Cec, there you go again, quoting the bibles!

If the F2 is present then it must be daylight.

And if its daylight then the E-Layer must also be present.

For a groundpath distance of 400 miles the most likely reflector is
the E-Layer. In daylight the E-Layer is an excellent, stable
reflector. Furthermore, the radio path distance is considerably
shorter than via the higher F1 or F2-Layers.

The height of the E-Layer is about 70 miles.

Assuming a flat Earth, the elevation angle is -

ArcTan(70/200) = 19 degrees.

It depends to some extent on the E-Layer critical frequency and the
MUF. If the MUF is low enough and the transmit frequency is high
enough, e.g., 14 or 21 MHz, then the wave may pass right through the
E-Layer and be reflected most likely by the F1-Layer at a height of
roughly 300 miles.

Signals received via the F-Layers, if received at all, will be weaker
than via the E-Layer, if only because the path length is greater.

The elevation angle via the F1-Layer will be about -

ArcTan(300/200) = 56 degrees.

At night the E and F2 layers disappear. There remains only the
nighttime F at a height of about 200 miles to give an elevation angle
of 45 degrees.

That is, of course, if the nighttime-F critical frequency and MUF
allows propagation. There are such things as skip distances.

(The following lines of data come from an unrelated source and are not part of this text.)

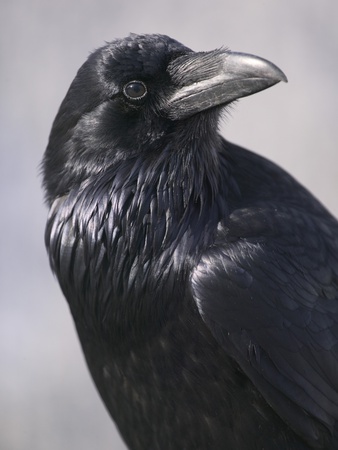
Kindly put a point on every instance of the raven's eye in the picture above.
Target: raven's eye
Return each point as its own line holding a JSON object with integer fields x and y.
{"x": 135, "y": 90}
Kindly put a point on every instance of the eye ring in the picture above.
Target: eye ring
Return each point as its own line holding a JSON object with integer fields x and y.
{"x": 135, "y": 90}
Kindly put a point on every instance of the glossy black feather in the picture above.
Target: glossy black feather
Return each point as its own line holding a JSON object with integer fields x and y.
{"x": 202, "y": 279}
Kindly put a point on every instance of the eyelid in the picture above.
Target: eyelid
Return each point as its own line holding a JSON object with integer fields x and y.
{"x": 135, "y": 82}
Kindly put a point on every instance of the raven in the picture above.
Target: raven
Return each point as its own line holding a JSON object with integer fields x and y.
{"x": 202, "y": 278}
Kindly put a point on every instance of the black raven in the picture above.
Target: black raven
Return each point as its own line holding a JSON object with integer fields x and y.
{"x": 202, "y": 278}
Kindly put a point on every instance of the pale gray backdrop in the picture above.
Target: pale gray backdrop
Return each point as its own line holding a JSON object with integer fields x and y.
{"x": 47, "y": 400}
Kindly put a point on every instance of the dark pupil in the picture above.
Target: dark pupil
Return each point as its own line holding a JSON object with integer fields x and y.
{"x": 135, "y": 90}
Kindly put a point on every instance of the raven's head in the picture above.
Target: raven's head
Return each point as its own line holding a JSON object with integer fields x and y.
{"x": 136, "y": 172}
{"x": 139, "y": 94}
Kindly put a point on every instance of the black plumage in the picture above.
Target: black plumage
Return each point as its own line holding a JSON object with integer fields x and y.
{"x": 202, "y": 278}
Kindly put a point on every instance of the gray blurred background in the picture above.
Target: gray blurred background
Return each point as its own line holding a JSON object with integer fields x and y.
{"x": 47, "y": 399}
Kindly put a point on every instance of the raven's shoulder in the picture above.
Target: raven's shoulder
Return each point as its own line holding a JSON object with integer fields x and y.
{"x": 268, "y": 290}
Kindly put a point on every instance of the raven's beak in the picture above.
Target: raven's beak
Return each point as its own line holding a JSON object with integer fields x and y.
{"x": 206, "y": 80}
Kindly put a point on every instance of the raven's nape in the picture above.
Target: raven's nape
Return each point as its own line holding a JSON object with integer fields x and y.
{"x": 202, "y": 278}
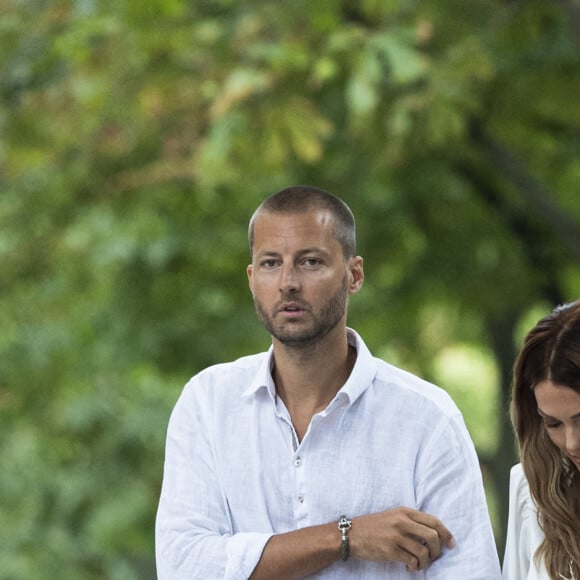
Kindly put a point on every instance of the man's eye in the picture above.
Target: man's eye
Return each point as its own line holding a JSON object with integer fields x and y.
{"x": 311, "y": 261}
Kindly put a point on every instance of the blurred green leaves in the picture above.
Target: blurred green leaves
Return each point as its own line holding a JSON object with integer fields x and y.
{"x": 136, "y": 140}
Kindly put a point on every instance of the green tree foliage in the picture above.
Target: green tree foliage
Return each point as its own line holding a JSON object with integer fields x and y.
{"x": 137, "y": 137}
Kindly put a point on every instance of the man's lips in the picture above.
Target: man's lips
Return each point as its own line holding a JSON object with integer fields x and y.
{"x": 291, "y": 308}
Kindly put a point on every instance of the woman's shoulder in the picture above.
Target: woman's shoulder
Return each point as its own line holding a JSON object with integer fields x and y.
{"x": 520, "y": 496}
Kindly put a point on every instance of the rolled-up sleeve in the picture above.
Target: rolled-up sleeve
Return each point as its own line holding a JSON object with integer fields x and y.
{"x": 452, "y": 489}
{"x": 194, "y": 536}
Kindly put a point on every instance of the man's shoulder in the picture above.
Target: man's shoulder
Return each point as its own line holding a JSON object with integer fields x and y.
{"x": 403, "y": 383}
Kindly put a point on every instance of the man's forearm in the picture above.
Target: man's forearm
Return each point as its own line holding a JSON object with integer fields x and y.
{"x": 299, "y": 553}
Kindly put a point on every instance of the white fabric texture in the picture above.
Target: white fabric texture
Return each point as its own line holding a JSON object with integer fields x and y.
{"x": 524, "y": 534}
{"x": 235, "y": 473}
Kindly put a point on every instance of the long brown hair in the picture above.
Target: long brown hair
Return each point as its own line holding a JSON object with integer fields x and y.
{"x": 551, "y": 351}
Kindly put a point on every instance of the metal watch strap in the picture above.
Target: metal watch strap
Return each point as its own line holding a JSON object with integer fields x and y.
{"x": 344, "y": 525}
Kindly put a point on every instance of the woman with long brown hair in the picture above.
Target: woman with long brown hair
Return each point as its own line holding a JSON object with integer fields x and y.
{"x": 544, "y": 517}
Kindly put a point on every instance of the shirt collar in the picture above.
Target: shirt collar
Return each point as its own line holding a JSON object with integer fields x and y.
{"x": 360, "y": 378}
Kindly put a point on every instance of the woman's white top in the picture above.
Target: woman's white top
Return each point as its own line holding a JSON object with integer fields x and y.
{"x": 524, "y": 534}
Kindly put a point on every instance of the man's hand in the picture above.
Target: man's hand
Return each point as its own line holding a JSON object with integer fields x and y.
{"x": 399, "y": 535}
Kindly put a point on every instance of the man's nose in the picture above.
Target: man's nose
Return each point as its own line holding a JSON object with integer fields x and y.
{"x": 289, "y": 279}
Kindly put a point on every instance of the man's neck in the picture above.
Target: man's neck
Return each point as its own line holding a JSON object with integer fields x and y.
{"x": 308, "y": 379}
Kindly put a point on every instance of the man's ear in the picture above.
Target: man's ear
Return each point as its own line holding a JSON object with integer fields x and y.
{"x": 357, "y": 274}
{"x": 249, "y": 272}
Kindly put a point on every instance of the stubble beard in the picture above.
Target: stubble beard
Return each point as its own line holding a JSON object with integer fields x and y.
{"x": 329, "y": 317}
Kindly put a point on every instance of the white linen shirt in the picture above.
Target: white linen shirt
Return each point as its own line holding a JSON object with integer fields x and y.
{"x": 235, "y": 473}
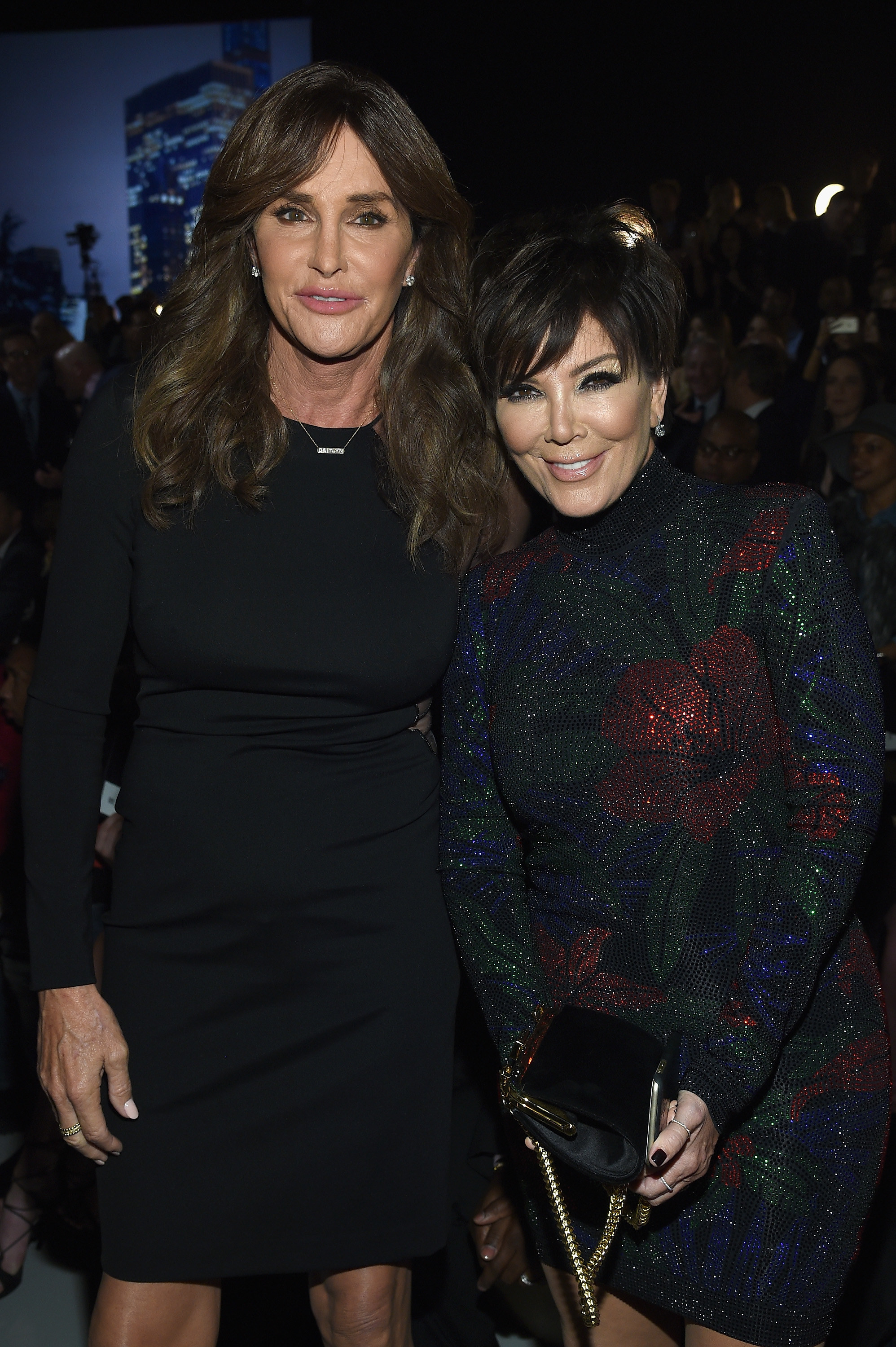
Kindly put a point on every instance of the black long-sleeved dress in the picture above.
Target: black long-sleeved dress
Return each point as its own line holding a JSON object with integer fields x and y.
{"x": 278, "y": 953}
{"x": 662, "y": 768}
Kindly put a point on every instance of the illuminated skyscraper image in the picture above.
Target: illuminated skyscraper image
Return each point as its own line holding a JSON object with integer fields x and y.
{"x": 174, "y": 130}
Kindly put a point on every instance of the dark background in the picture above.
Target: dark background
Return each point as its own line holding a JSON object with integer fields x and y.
{"x": 579, "y": 103}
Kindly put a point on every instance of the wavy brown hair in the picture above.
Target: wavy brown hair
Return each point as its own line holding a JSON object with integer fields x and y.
{"x": 204, "y": 414}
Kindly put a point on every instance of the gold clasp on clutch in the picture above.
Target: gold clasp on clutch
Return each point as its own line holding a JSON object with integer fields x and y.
{"x": 546, "y": 1113}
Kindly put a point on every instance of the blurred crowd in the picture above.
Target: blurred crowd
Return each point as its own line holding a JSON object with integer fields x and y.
{"x": 787, "y": 374}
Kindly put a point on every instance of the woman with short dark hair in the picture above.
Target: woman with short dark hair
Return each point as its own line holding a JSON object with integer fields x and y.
{"x": 279, "y": 520}
{"x": 662, "y": 763}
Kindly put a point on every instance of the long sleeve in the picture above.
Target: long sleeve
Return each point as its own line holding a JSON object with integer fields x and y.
{"x": 826, "y": 694}
{"x": 87, "y": 619}
{"x": 482, "y": 864}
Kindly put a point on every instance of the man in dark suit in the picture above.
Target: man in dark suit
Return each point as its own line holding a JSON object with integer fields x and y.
{"x": 37, "y": 423}
{"x": 21, "y": 566}
{"x": 705, "y": 367}
{"x": 754, "y": 383}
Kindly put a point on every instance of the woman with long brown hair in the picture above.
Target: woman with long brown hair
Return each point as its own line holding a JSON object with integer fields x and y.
{"x": 279, "y": 519}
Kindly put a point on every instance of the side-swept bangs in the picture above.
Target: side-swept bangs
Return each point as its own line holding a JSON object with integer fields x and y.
{"x": 536, "y": 279}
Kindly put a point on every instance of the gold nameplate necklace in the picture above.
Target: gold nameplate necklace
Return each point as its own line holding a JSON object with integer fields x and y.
{"x": 329, "y": 449}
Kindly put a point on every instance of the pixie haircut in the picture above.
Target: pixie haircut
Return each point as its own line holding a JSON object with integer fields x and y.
{"x": 536, "y": 279}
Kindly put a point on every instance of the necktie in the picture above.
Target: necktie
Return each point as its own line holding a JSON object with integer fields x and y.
{"x": 30, "y": 422}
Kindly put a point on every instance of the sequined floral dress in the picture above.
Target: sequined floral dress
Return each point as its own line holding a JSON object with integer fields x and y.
{"x": 663, "y": 757}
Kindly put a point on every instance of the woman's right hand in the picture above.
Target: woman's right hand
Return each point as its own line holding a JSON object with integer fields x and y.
{"x": 79, "y": 1042}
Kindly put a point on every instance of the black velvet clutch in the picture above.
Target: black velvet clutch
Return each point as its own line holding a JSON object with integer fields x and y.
{"x": 589, "y": 1090}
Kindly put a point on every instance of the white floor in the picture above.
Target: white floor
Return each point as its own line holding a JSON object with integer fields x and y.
{"x": 50, "y": 1308}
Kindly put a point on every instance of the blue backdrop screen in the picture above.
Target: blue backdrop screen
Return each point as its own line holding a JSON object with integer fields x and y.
{"x": 118, "y": 128}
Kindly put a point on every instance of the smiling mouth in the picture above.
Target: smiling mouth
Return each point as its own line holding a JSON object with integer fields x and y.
{"x": 573, "y": 469}
{"x": 329, "y": 299}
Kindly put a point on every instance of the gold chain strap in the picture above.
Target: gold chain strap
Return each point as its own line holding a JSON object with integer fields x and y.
{"x": 585, "y": 1273}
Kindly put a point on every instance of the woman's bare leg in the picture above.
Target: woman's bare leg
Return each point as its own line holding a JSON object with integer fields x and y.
{"x": 155, "y": 1314}
{"x": 624, "y": 1322}
{"x": 363, "y": 1307}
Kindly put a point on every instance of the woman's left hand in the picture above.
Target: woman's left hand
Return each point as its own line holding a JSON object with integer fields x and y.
{"x": 498, "y": 1236}
{"x": 682, "y": 1152}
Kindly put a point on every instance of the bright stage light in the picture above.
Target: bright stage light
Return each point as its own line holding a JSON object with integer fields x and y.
{"x": 822, "y": 200}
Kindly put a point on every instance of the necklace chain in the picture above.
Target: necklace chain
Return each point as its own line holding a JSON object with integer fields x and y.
{"x": 329, "y": 449}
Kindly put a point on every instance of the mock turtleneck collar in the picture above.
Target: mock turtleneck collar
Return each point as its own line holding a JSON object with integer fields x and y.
{"x": 657, "y": 493}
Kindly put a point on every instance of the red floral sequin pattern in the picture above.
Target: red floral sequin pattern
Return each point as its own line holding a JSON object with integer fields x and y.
{"x": 696, "y": 736}
{"x": 861, "y": 1067}
{"x": 755, "y": 551}
{"x": 575, "y": 977}
{"x": 736, "y": 1148}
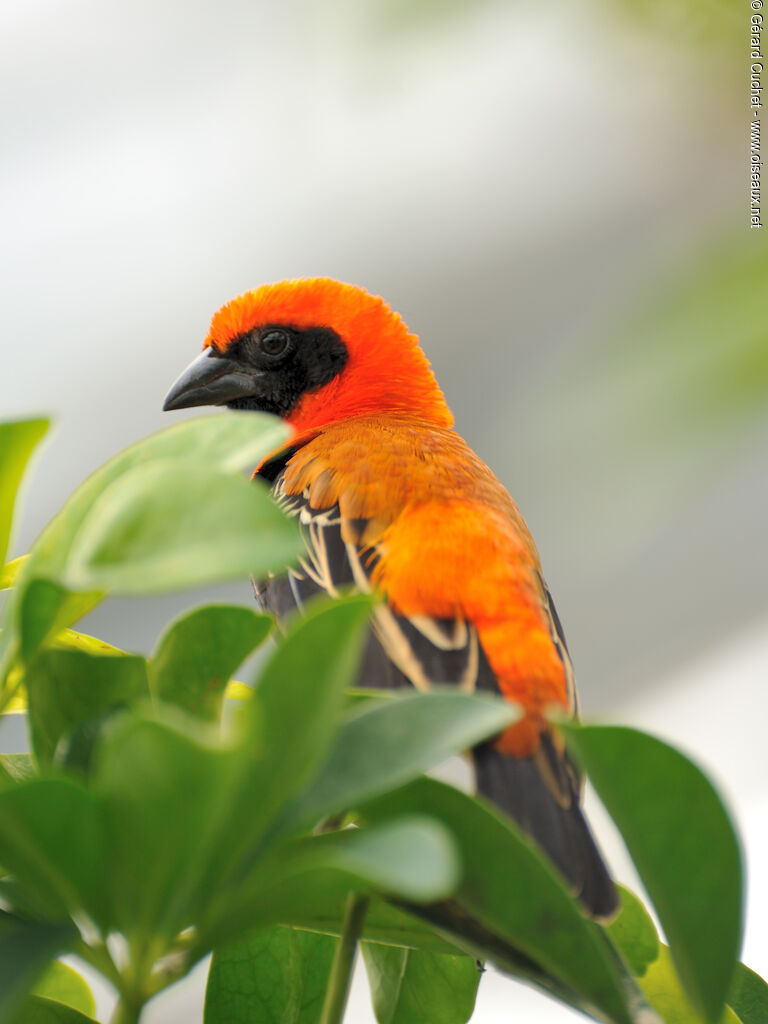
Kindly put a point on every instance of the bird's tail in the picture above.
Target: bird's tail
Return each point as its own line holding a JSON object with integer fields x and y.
{"x": 541, "y": 794}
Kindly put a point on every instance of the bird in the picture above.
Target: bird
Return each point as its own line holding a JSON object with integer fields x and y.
{"x": 391, "y": 500}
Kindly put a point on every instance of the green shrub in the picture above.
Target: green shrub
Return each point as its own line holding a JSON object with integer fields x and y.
{"x": 166, "y": 812}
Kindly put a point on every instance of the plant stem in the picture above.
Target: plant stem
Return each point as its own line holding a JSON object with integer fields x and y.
{"x": 126, "y": 1012}
{"x": 341, "y": 970}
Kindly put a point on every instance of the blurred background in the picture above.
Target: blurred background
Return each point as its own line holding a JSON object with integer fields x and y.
{"x": 555, "y": 198}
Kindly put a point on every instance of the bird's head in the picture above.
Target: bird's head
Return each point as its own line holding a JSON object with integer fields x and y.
{"x": 312, "y": 350}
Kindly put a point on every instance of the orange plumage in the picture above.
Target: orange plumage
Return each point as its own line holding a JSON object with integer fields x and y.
{"x": 391, "y": 499}
{"x": 452, "y": 542}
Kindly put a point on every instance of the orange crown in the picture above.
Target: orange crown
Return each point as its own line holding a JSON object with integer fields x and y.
{"x": 386, "y": 370}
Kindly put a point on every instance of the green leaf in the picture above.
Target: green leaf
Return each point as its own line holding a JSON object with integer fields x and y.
{"x": 50, "y": 841}
{"x": 385, "y": 743}
{"x": 37, "y": 1010}
{"x": 384, "y": 924}
{"x": 10, "y": 571}
{"x": 683, "y": 845}
{"x": 199, "y": 652}
{"x": 666, "y": 994}
{"x": 64, "y": 984}
{"x": 634, "y": 933}
{"x": 69, "y": 688}
{"x": 164, "y": 798}
{"x": 232, "y": 441}
{"x": 413, "y": 857}
{"x": 26, "y": 950}
{"x": 17, "y": 441}
{"x": 275, "y": 976}
{"x": 18, "y": 766}
{"x": 410, "y": 986}
{"x": 168, "y": 525}
{"x": 749, "y": 995}
{"x": 44, "y": 609}
{"x": 295, "y": 712}
{"x": 535, "y": 916}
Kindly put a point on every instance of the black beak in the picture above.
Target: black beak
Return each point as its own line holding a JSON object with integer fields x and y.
{"x": 212, "y": 380}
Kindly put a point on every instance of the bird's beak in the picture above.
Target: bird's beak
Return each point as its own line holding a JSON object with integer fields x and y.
{"x": 212, "y": 380}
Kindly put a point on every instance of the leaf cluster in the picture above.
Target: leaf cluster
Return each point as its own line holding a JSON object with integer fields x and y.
{"x": 165, "y": 812}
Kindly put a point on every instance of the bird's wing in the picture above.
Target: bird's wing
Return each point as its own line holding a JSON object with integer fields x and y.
{"x": 542, "y": 791}
{"x": 420, "y": 650}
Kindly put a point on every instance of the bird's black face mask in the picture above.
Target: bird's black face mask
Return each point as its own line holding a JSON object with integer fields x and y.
{"x": 267, "y": 369}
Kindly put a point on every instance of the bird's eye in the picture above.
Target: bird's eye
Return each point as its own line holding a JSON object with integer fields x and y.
{"x": 273, "y": 342}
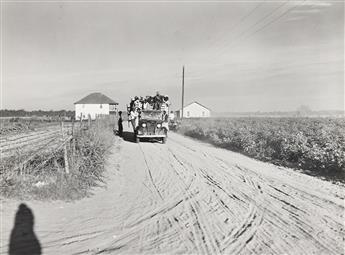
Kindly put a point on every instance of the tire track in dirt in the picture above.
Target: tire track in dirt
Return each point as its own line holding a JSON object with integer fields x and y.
{"x": 191, "y": 198}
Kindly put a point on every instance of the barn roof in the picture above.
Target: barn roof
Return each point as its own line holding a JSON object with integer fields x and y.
{"x": 96, "y": 98}
{"x": 195, "y": 102}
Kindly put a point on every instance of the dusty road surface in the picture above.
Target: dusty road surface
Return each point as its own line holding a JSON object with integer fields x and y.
{"x": 191, "y": 198}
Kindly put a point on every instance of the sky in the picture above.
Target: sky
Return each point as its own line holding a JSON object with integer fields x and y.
{"x": 238, "y": 55}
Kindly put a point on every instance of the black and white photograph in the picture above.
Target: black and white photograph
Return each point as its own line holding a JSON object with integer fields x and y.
{"x": 172, "y": 127}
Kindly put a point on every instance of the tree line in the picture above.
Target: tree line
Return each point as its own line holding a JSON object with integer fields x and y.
{"x": 37, "y": 113}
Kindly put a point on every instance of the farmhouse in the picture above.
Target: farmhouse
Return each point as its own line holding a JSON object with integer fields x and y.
{"x": 194, "y": 110}
{"x": 93, "y": 105}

( Roy, no, I havn't made arrangements with high power broadcasters at
known distances to make tests to prove the foregoing predictions. And
yes, I know it's refraction and not reflection.)
----
Reg, G4FGQ.
========================================

"Cecil Moore" wrote in message
. net...
Ken Bessler wrote:
Lets assume a single hop 40m signal from 400 miles away. What
elevation angle does it arrive at? Both stations are using
inverted V's
at nominal height. There are no large bodies of water in between.

Daytime and/or nighttime.

That chart is in the ARRL Antenna Book. Assuming F2 layer
reflection, the arriving angle is reported to be in excess
of 50 degrees.
--
73, Cecil http://www.qsl.net/w5dxp